July 24, 2012

You may have noticed a striking similarity in recent book cover designs. That is, if you’ve even noticed them at all. There are a number of a reasons for that, which The Atlantic looked into in this post Book Cover Clones: Why Do So Many Recent Novels Look Alike? It may be because of the proliferation of e-readers, they suggest. This pattern, book illustrator Duncan Long says in the piece, “results directly from the advent of the e-reader. Thanks to the small size and reduced resolution of e-reader screens, book jackets have become less complex in order to preserve the integrity of the cover art onscreen.

It’s an issue that they’ve examined previously, asking Has Kindle Killed the Book Cover? I wasn’t really aware of this shift myself, because who even knew they made book covers anymore? Much like mp3s did for album art, it seems entirely likely that the book cover is something that will continue to decline in prominence as more and more of us turn to e-readers for our lit fixes. You can’t judge a book by its cover if you don’t even know it’s there. But that’s not the only way that e-readers are changing the game. Herewith, a few other suggestions for how our reading habits, and quite possibly the entirety of civilization, will be forever ruined by the seemingly innocent device.

Who wrote this thing?
Unlike with traditional books, the name of the author isn’t printed at the top of every page on an e-reader. With a paperback, it’s always there right in your face every time you put it down. An e-reader simply inserts you right back in to where you left off, so the author’s name isn’t being reinforced into your memory at every pause. Expect no one to ever know the name of authors anymore in the near future, leading to a decrease in perceived social capital and value in becoming a writer, meaning fewer people going into the field, and eventually no more new books. The nation’s literacy rates will plummet as young writers are no longer inspired to take upon themselves the once noble literary burden. Then again, that means fewer smug douches elbow-patching around twiddling their carefully affected beards, but overall a pretty big loss.
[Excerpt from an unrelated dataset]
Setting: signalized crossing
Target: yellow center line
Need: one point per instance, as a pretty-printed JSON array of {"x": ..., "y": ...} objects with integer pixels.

Besides there being fewer writers, there won’t be a next generation of readers around to read their work anyway, as more and more parents have started reading bedtime stories to their kids on e-readers, as this Wall Street Journal story points out.

Wait, what’s going on in this book again?
It used to be you could just look back ten or so pages at a time with a regular book,  to see a paragraph that would jog your memory as to where you left off chronologically in a story. Now hitting the scroll button multiple times is like a whole laborious task, so you just kind of have to wing it as you go and hope you catch up to the plot, or even worse, actually pay really close attention to what’s happening from the get go. That sounds like a lot of work, especially for summer reading, plus there’s a bunch of stuff you’ve been meaning to get to on Netflix. E-readers have therefore have made us all stupid. Speaking of which:

Quitting a book is too tempting now.
The ease with which you can abandon a book that you don’t immediately engage with is problematic, too. Now that we don’t have to go to a store to get a new book like a goddamned neanderthal, or even wait for the Amazon delivery, it’s way too tempting to jump ship on a non-starter. It’s too bad, because some of my best reading experiences over the years have come from pushing on through a book that my brain was begging me to quit on, in what I refer to as the Stephen Stills reading corollary: If you can’t be with the book you love, read the book you’re with. Not anymore. Don’t like the second sentence of the preface? NEXT.